Research shows that 5 – 15 minutes of sunlight a day is enough to enjoy the benefits of the sun. You can receive sunlight by stepping outside for a few minutes or going for a walk or run. Natural sunlight triggers an increased production of Vitamin D within the body. Vitamin D is known to protect against inflammation, lower blood pressure, help muscles, and improve brain function.


Neck & Shoulders Exercises

Neck Stretch: This simple stretch helps loosen up the large upper back and neck muscle called the trapezius. It can help ease tension, reduce stiffness, and prevent headaches.

  • Sit up straight in your chair.
  • Without lifting your shoulder to meet it, try to touch your ear to your shoulder.
  • Use your hand to push lightly until you feel the stretch in your neck.
  • Hold for 10-15 seconds.
  • Repeat on the other side.

Shoulder Roll: Although not a stretch, this technique is another stress reliever. People often hold tension in their shoulders without realizing it.

  • Sit up straight in your chair.
  • Roll your shoulders forward 10 times. Take your time.
  • Roll your shoulders backward 10 times as well.


Overhead Triceps Stretch: Your triceps is the muscle on the back of your upper arm that helps extend your arm.

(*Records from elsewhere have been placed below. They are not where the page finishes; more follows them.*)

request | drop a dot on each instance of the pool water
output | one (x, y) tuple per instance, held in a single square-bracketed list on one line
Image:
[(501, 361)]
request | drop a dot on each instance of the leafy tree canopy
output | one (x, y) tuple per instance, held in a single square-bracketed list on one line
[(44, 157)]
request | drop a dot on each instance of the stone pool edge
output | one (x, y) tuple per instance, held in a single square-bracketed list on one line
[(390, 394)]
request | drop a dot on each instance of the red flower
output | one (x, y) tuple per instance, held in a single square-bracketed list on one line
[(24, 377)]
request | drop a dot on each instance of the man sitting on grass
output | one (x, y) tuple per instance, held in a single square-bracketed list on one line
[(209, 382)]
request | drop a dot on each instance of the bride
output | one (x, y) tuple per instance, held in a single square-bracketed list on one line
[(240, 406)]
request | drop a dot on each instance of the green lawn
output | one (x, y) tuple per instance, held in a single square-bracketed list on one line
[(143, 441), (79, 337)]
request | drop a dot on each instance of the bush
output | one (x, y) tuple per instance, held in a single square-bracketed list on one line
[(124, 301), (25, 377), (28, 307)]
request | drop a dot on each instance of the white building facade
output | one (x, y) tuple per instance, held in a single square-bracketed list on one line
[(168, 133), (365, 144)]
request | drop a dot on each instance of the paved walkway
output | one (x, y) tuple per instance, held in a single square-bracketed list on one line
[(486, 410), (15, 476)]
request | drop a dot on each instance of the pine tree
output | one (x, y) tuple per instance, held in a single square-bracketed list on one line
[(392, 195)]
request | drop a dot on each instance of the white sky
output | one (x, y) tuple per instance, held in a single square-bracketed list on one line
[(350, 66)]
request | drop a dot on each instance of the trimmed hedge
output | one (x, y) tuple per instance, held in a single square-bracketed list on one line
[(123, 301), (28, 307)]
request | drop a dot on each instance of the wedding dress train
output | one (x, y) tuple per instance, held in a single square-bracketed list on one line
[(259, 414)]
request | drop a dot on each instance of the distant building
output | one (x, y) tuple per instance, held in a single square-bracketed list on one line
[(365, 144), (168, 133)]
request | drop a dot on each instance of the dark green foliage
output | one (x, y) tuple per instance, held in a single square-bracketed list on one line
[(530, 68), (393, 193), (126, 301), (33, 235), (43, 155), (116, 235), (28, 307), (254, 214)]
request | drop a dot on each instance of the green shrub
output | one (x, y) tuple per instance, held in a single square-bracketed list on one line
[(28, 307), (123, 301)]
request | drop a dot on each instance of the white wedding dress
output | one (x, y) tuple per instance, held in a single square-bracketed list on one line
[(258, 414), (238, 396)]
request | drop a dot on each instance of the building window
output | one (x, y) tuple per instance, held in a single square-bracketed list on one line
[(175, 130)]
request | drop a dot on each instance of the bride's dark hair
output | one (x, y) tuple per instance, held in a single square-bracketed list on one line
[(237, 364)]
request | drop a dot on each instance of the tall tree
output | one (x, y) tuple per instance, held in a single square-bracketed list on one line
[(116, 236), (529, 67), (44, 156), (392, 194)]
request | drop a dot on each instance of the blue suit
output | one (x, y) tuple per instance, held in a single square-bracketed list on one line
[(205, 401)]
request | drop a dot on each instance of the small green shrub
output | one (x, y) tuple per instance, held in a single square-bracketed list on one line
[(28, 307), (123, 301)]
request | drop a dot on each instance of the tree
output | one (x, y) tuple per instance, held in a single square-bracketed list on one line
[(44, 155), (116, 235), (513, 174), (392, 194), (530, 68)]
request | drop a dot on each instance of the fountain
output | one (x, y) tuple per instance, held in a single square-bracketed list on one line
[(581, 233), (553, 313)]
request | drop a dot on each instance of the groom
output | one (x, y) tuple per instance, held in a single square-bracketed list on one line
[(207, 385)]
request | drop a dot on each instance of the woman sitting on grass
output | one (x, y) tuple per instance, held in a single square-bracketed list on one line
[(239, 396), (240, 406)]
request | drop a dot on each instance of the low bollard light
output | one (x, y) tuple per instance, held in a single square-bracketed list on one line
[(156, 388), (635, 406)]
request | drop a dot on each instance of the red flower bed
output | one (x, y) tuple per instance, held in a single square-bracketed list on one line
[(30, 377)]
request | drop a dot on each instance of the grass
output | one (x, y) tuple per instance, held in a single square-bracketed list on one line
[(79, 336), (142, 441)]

  • Sit up or stand up straight.
  • Reach your arm behind your head as if to touch the opposite shoulder, but let your hand relax where it falls, usually mid-back.
  • Place your other hand just beneath the elbow.
  • Gently pull your arm toward your ear so that you can feel a stretch. Do not try to pull it past your ear or force it farther than is comfortable.
  • Hold 20-30 seconds, then repeat on the other side.

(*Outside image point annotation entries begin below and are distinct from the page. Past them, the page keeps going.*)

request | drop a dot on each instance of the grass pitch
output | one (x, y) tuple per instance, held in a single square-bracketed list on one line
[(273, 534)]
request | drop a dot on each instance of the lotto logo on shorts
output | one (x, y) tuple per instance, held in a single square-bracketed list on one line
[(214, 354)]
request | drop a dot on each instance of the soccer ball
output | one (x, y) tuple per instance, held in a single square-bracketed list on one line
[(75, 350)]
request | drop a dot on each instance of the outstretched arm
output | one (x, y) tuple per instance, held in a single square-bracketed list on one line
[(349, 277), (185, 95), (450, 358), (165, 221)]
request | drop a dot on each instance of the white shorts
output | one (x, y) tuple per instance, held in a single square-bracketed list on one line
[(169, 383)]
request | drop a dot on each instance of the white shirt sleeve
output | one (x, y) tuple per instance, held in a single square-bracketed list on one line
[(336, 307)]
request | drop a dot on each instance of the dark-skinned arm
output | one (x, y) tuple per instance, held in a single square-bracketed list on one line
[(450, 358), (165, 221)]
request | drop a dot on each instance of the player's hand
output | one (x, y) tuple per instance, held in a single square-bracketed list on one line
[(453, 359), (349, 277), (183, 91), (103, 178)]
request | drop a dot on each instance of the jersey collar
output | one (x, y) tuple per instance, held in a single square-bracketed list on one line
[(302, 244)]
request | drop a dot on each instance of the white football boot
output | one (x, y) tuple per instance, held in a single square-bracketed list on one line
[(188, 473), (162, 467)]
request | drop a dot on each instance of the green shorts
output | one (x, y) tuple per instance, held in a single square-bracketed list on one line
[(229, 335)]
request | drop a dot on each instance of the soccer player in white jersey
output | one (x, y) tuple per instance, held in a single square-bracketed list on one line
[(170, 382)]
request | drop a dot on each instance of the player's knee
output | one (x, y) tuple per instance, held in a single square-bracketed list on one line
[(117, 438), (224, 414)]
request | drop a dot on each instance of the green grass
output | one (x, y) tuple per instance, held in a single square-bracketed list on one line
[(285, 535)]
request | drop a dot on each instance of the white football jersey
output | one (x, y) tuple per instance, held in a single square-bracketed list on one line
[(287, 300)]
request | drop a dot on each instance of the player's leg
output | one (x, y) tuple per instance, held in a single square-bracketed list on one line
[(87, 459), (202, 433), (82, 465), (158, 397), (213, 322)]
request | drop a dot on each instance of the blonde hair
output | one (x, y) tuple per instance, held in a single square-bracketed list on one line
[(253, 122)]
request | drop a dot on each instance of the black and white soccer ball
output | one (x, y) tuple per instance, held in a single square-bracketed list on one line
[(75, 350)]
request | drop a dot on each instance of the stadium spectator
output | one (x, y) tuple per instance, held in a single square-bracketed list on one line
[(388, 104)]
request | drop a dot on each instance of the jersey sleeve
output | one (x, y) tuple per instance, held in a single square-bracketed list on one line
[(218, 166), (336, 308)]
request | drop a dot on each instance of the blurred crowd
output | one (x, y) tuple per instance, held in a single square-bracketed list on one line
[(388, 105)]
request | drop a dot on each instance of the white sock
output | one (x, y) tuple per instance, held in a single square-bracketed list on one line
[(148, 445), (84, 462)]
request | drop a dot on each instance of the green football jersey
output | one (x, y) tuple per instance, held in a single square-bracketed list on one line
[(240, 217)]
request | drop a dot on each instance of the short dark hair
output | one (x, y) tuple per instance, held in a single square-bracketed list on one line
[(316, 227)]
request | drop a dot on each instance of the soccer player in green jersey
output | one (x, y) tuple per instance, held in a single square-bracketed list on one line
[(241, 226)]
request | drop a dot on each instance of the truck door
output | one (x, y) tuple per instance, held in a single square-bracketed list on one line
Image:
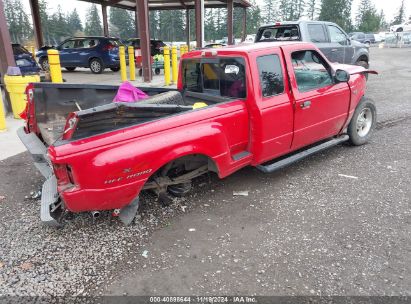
[(273, 118), (320, 107)]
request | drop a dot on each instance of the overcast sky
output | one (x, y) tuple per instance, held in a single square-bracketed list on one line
[(390, 7)]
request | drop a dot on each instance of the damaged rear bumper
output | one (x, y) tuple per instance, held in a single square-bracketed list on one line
[(51, 205)]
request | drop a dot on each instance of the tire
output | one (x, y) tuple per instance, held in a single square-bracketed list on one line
[(362, 122), (96, 66), (44, 64)]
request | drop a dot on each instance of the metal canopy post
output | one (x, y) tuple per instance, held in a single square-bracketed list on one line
[(188, 29), (6, 51), (142, 10), (199, 13), (105, 23), (230, 29), (35, 15), (244, 24)]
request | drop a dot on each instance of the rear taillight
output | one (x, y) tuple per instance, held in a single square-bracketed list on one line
[(71, 125), (61, 174), (108, 47)]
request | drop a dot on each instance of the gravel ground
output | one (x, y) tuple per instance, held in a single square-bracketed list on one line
[(304, 230)]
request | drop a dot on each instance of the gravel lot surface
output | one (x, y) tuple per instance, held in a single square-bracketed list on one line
[(306, 230)]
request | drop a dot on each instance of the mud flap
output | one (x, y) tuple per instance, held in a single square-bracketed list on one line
[(129, 212)]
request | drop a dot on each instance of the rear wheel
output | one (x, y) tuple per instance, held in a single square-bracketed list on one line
[(362, 123), (44, 64), (96, 66)]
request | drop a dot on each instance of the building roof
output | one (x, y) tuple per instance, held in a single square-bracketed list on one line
[(169, 5)]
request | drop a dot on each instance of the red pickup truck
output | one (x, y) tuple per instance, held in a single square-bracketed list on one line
[(266, 105)]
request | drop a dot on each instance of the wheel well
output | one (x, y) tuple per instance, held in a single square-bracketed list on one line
[(363, 58), (189, 162), (89, 61)]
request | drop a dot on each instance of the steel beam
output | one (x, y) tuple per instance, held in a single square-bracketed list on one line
[(230, 28), (35, 15), (6, 51), (244, 24), (143, 25), (188, 28), (199, 16), (105, 23)]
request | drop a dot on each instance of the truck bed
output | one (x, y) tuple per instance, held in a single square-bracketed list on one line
[(97, 112)]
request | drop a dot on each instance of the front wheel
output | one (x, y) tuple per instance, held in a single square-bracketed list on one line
[(362, 123), (96, 66)]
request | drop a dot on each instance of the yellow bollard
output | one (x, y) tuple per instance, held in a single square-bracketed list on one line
[(2, 115), (167, 65), (131, 63), (123, 65), (33, 52), (174, 64), (55, 68)]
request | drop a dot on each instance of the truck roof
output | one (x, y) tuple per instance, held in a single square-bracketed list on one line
[(249, 48), (277, 23)]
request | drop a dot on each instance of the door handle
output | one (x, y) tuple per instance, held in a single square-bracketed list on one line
[(305, 104)]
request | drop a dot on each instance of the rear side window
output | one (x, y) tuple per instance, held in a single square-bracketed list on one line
[(311, 70), (223, 77), (271, 75), (316, 32), (279, 33)]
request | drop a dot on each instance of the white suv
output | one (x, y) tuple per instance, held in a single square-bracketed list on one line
[(404, 27)]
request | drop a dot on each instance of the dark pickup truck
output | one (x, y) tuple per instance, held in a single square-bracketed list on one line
[(334, 43), (264, 105)]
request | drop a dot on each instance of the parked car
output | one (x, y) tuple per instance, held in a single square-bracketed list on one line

Leg Lifts: You don’t make extensive use of your legs when seated. It’s easy to end up with aching or sleeping muscles when the time comes to stand again. Leg lifts exercise the quadriceps, a group of muscles on the front of your thigh.

  • Sit up straight in your chair.
  •  Slowly lift one leg until it is straight out in front of you.
  • Hold for 5 seconds.
  • Lower your leg until your foot almost touches the floor.
  • Repeat 15 times, then do the same with the other leg.

Calf Raises: This exercise requires standing up to be most beneficial, since it uses your own body weight as resistance. However, it can still be done seated as well! It is an exercise that works the calf muscles on the back of the lower leg.

  • Stand or sit up straight.
  • Slowly lift up onto the balls of your feet, as if walking tip-toe.
  • Slowly lower your heels until they almost touch the ground.
  • Repeat 30 times.


While triage nurses are trained in excellent listening skills, sometimes triaging over the phone can be challenging, especially with patients who might be emotional. It’s often important to stop in between calls to put yourself at ease. Simple breathing exercises can help slow a racing heart rate, relieve tension, and increase brain functionality.

  • Sit up straight in your chair.
  • Inhale for 5 seconds, making sure to breathe slowly enough to enable the full 5 seconds but quickly enough to fully expand the chest. Try to use the diaphragm to inhale.
  • Hold the breath for 3 seconds.
  • Exhale for 7 seconds. Again, do so slowly enough to use all 7 but quickly enough to empty the lungs.
  • Repeat 10 times, or as necessary.

Spending just a few minutes every day doing these exercises and tips can help improve your mental and physical health and keep you motivated during extended periods of time at home. Regular physical activity benefits both the mind and the body and can also reduce high blood pressure, manage weight, and reduce the risk of heart disease, stroke, and type 2 diabetes. These are all conditions that can increase vulnerability to COVID-19.